Seite 2: Bush als liebenswerter Opa, Putin als Reinkarnation Hitlers

Im November 2007, als die USA ein Abkommen über den Status der Streitkräfte anstrebten, sprach die Bush-Regierung Klartext: Sie forderte einen privilegierten Zugang westlicher Energieunternehmen zu den irakischen Ressourcen an fossilen Brennstoffen und das Recht, US-Militärstützpunkte im Irak zu errichten. Diese Forderungen wurden von Bush in einer "Unterzeichnungserklärung" im folgenden Januar bestätigt. Das irakische Parlament lehnte ab.

Die Folgen der Invasion waren vielfältig. Der Irak wurde verwüstet. Das in vielerlei Hinsicht fortschrittlichste Land der arabischen Welt ist heute in einem erbärmlichen Zustand.
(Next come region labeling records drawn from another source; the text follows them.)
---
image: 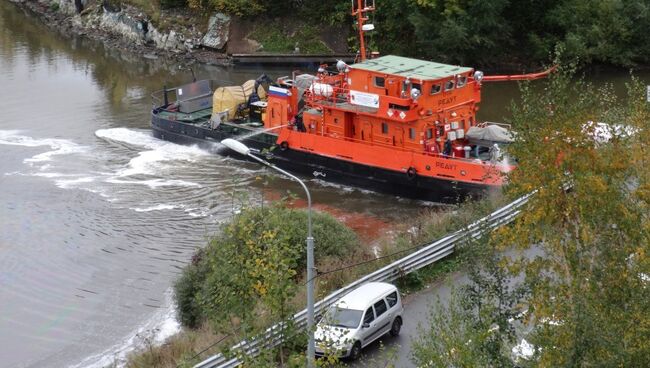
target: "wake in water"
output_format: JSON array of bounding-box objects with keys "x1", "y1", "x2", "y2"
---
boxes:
[{"x1": 68, "y1": 288, "x2": 180, "y2": 368}]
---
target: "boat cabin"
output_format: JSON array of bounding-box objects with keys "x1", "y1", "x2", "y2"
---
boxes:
[{"x1": 265, "y1": 56, "x2": 481, "y2": 158}]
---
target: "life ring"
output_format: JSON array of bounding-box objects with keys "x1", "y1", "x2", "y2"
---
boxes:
[{"x1": 406, "y1": 166, "x2": 417, "y2": 180}]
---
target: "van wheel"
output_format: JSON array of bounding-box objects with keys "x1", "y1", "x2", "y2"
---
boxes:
[
  {"x1": 350, "y1": 341, "x2": 361, "y2": 360},
  {"x1": 390, "y1": 317, "x2": 402, "y2": 337}
]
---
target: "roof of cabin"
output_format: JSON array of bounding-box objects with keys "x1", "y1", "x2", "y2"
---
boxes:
[{"x1": 350, "y1": 55, "x2": 473, "y2": 80}]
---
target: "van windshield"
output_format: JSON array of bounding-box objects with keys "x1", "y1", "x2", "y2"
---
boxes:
[{"x1": 323, "y1": 306, "x2": 363, "y2": 328}]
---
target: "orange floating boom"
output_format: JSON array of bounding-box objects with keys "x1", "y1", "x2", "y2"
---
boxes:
[{"x1": 483, "y1": 65, "x2": 557, "y2": 82}]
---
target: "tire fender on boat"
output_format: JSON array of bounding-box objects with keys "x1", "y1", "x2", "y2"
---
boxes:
[{"x1": 406, "y1": 166, "x2": 417, "y2": 180}]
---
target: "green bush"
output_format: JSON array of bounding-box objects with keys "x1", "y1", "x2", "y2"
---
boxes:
[
  {"x1": 160, "y1": 0, "x2": 187, "y2": 9},
  {"x1": 175, "y1": 205, "x2": 358, "y2": 327}
]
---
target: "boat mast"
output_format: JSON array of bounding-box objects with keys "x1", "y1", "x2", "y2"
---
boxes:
[{"x1": 352, "y1": 0, "x2": 375, "y2": 61}]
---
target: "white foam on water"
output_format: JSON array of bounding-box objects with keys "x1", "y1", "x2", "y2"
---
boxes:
[
  {"x1": 68, "y1": 288, "x2": 181, "y2": 368},
  {"x1": 0, "y1": 130, "x2": 87, "y2": 164},
  {"x1": 106, "y1": 177, "x2": 203, "y2": 189},
  {"x1": 54, "y1": 177, "x2": 95, "y2": 189},
  {"x1": 95, "y1": 128, "x2": 211, "y2": 177},
  {"x1": 129, "y1": 204, "x2": 182, "y2": 212}
]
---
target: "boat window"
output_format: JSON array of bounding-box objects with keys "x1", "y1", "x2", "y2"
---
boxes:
[
  {"x1": 388, "y1": 104, "x2": 409, "y2": 111},
  {"x1": 456, "y1": 75, "x2": 467, "y2": 88},
  {"x1": 445, "y1": 79, "x2": 454, "y2": 92}
]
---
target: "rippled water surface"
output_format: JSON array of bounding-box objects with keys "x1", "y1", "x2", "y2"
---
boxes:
[{"x1": 0, "y1": 1, "x2": 431, "y2": 367}]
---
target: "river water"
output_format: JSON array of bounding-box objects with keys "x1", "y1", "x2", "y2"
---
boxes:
[{"x1": 0, "y1": 1, "x2": 644, "y2": 367}]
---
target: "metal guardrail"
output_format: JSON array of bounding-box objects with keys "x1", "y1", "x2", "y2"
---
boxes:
[{"x1": 194, "y1": 192, "x2": 535, "y2": 368}]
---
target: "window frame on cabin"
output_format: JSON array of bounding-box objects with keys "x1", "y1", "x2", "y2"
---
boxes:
[
  {"x1": 444, "y1": 79, "x2": 456, "y2": 92},
  {"x1": 456, "y1": 75, "x2": 467, "y2": 88}
]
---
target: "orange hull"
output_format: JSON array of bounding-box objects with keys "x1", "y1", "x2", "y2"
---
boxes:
[{"x1": 278, "y1": 128, "x2": 514, "y2": 186}]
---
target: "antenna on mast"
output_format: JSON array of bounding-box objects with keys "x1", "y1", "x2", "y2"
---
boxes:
[{"x1": 352, "y1": 0, "x2": 375, "y2": 61}]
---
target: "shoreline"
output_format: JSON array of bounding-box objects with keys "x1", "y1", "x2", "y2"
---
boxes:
[{"x1": 9, "y1": 0, "x2": 650, "y2": 74}]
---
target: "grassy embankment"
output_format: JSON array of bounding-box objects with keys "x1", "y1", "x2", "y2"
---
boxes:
[{"x1": 127, "y1": 194, "x2": 503, "y2": 367}]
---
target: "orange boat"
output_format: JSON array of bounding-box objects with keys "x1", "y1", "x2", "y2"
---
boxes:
[{"x1": 152, "y1": 0, "x2": 550, "y2": 201}]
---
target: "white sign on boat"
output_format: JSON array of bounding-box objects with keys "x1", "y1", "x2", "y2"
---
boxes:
[{"x1": 350, "y1": 91, "x2": 379, "y2": 109}]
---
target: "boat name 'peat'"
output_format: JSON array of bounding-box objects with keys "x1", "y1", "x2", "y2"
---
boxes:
[
  {"x1": 436, "y1": 162, "x2": 456, "y2": 170},
  {"x1": 438, "y1": 96, "x2": 456, "y2": 105}
]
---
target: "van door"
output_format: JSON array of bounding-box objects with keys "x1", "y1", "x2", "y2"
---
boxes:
[
  {"x1": 360, "y1": 307, "x2": 377, "y2": 346},
  {"x1": 374, "y1": 299, "x2": 391, "y2": 338},
  {"x1": 362, "y1": 299, "x2": 390, "y2": 346}
]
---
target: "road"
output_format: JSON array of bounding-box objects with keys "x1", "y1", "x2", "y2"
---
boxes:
[
  {"x1": 348, "y1": 245, "x2": 545, "y2": 368},
  {"x1": 348, "y1": 272, "x2": 469, "y2": 368}
]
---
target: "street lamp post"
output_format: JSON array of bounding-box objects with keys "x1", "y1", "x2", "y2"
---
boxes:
[{"x1": 221, "y1": 138, "x2": 316, "y2": 368}]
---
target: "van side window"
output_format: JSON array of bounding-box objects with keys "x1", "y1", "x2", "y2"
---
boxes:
[
  {"x1": 386, "y1": 291, "x2": 397, "y2": 308},
  {"x1": 363, "y1": 307, "x2": 375, "y2": 324},
  {"x1": 375, "y1": 299, "x2": 388, "y2": 317}
]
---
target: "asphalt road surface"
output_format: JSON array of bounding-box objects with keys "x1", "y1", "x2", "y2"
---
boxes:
[{"x1": 347, "y1": 272, "x2": 468, "y2": 368}]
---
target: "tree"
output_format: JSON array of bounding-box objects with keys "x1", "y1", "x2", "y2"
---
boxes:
[
  {"x1": 412, "y1": 237, "x2": 526, "y2": 368},
  {"x1": 410, "y1": 69, "x2": 650, "y2": 367}
]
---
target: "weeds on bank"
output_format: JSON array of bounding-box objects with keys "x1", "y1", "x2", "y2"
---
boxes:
[{"x1": 127, "y1": 197, "x2": 505, "y2": 368}]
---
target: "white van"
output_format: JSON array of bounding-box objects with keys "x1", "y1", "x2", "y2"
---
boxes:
[{"x1": 315, "y1": 282, "x2": 404, "y2": 359}]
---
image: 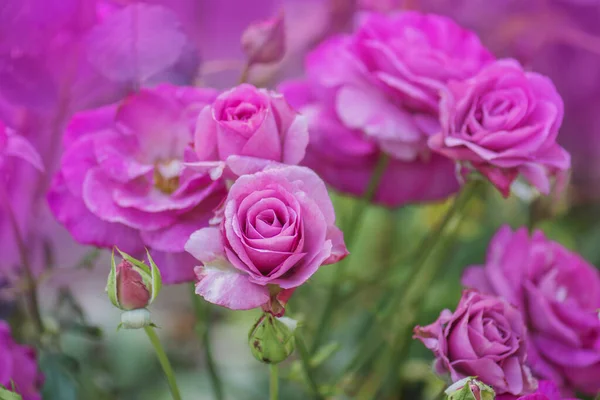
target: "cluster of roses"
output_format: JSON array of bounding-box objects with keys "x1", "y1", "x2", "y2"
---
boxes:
[{"x1": 0, "y1": 8, "x2": 600, "y2": 396}]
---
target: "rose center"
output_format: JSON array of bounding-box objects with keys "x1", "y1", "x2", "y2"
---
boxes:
[{"x1": 153, "y1": 160, "x2": 181, "y2": 194}]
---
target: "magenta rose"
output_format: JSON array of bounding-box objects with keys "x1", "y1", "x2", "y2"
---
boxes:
[
  {"x1": 185, "y1": 165, "x2": 348, "y2": 310},
  {"x1": 281, "y1": 12, "x2": 493, "y2": 206},
  {"x1": 414, "y1": 290, "x2": 537, "y2": 395},
  {"x1": 48, "y1": 85, "x2": 226, "y2": 283},
  {"x1": 496, "y1": 381, "x2": 577, "y2": 400},
  {"x1": 0, "y1": 121, "x2": 44, "y2": 171},
  {"x1": 0, "y1": 321, "x2": 44, "y2": 400},
  {"x1": 429, "y1": 60, "x2": 571, "y2": 196},
  {"x1": 462, "y1": 226, "x2": 600, "y2": 394},
  {"x1": 195, "y1": 84, "x2": 308, "y2": 177}
]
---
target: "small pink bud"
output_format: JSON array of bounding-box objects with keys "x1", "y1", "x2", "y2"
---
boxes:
[
  {"x1": 241, "y1": 13, "x2": 285, "y2": 65},
  {"x1": 117, "y1": 260, "x2": 151, "y2": 310}
]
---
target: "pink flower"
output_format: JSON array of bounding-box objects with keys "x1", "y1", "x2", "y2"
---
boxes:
[
  {"x1": 0, "y1": 321, "x2": 44, "y2": 400},
  {"x1": 0, "y1": 121, "x2": 44, "y2": 171},
  {"x1": 195, "y1": 84, "x2": 308, "y2": 176},
  {"x1": 242, "y1": 13, "x2": 285, "y2": 65},
  {"x1": 48, "y1": 85, "x2": 225, "y2": 283},
  {"x1": 429, "y1": 60, "x2": 571, "y2": 196},
  {"x1": 185, "y1": 166, "x2": 348, "y2": 310},
  {"x1": 116, "y1": 260, "x2": 151, "y2": 310},
  {"x1": 281, "y1": 12, "x2": 492, "y2": 206},
  {"x1": 462, "y1": 226, "x2": 600, "y2": 394},
  {"x1": 414, "y1": 290, "x2": 537, "y2": 395}
]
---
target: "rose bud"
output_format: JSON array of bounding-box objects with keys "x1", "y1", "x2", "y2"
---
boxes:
[
  {"x1": 444, "y1": 376, "x2": 496, "y2": 400},
  {"x1": 106, "y1": 249, "x2": 162, "y2": 329},
  {"x1": 248, "y1": 313, "x2": 297, "y2": 364},
  {"x1": 241, "y1": 13, "x2": 285, "y2": 65}
]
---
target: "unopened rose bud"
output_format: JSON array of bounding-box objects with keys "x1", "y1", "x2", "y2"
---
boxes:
[
  {"x1": 106, "y1": 250, "x2": 161, "y2": 311},
  {"x1": 445, "y1": 377, "x2": 496, "y2": 400},
  {"x1": 248, "y1": 313, "x2": 296, "y2": 364},
  {"x1": 241, "y1": 13, "x2": 285, "y2": 65}
]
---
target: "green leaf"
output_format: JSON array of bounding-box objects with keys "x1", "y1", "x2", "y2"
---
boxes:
[
  {"x1": 39, "y1": 353, "x2": 79, "y2": 400},
  {"x1": 146, "y1": 249, "x2": 162, "y2": 303},
  {"x1": 117, "y1": 247, "x2": 150, "y2": 278},
  {"x1": 106, "y1": 249, "x2": 121, "y2": 308},
  {"x1": 0, "y1": 383, "x2": 23, "y2": 400}
]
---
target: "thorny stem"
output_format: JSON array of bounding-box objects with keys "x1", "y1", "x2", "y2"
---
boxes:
[
  {"x1": 144, "y1": 326, "x2": 181, "y2": 400},
  {"x1": 311, "y1": 154, "x2": 389, "y2": 354},
  {"x1": 191, "y1": 285, "x2": 225, "y2": 400}
]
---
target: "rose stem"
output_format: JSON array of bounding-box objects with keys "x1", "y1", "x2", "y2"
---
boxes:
[
  {"x1": 311, "y1": 153, "x2": 389, "y2": 354},
  {"x1": 375, "y1": 180, "x2": 481, "y2": 398},
  {"x1": 144, "y1": 326, "x2": 181, "y2": 400},
  {"x1": 0, "y1": 184, "x2": 44, "y2": 340},
  {"x1": 295, "y1": 329, "x2": 323, "y2": 400},
  {"x1": 192, "y1": 285, "x2": 224, "y2": 400},
  {"x1": 269, "y1": 364, "x2": 279, "y2": 400}
]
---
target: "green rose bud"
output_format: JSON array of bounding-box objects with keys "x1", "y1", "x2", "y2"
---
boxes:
[
  {"x1": 445, "y1": 376, "x2": 496, "y2": 400},
  {"x1": 248, "y1": 313, "x2": 296, "y2": 364},
  {"x1": 106, "y1": 249, "x2": 162, "y2": 311}
]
Die Invasion hat einen ethnischen (schiitisch-sunnitischen) Konflikt ausgelöst, den es zuvor nicht gegeben hatte und der nun nicht nur das Land, sondern die gesamte Region zerreißt.

Die ISIS ist aus diesen Trümmern hervorgegangen und hätte beinahe das Land übernommen, als die von den USA ausgebildete und bewaffnete Armee beim Anblick der mit Gewehren winkenden Dschihadisten in Pickup-Trucks floh. Kurz vor Bagdad wurden sie von iranisch unterstützten Milizen aufgehalten. Und so weiter und so fort.

Aber all das ist kein Problem für den liebenswerten, trotteligen Opa Bush oder die gebildeten Schichten in den USA, die ihn jetzt als ernsthaften Staatsmann bewundern, der über das Weltgeschehen referieren soll.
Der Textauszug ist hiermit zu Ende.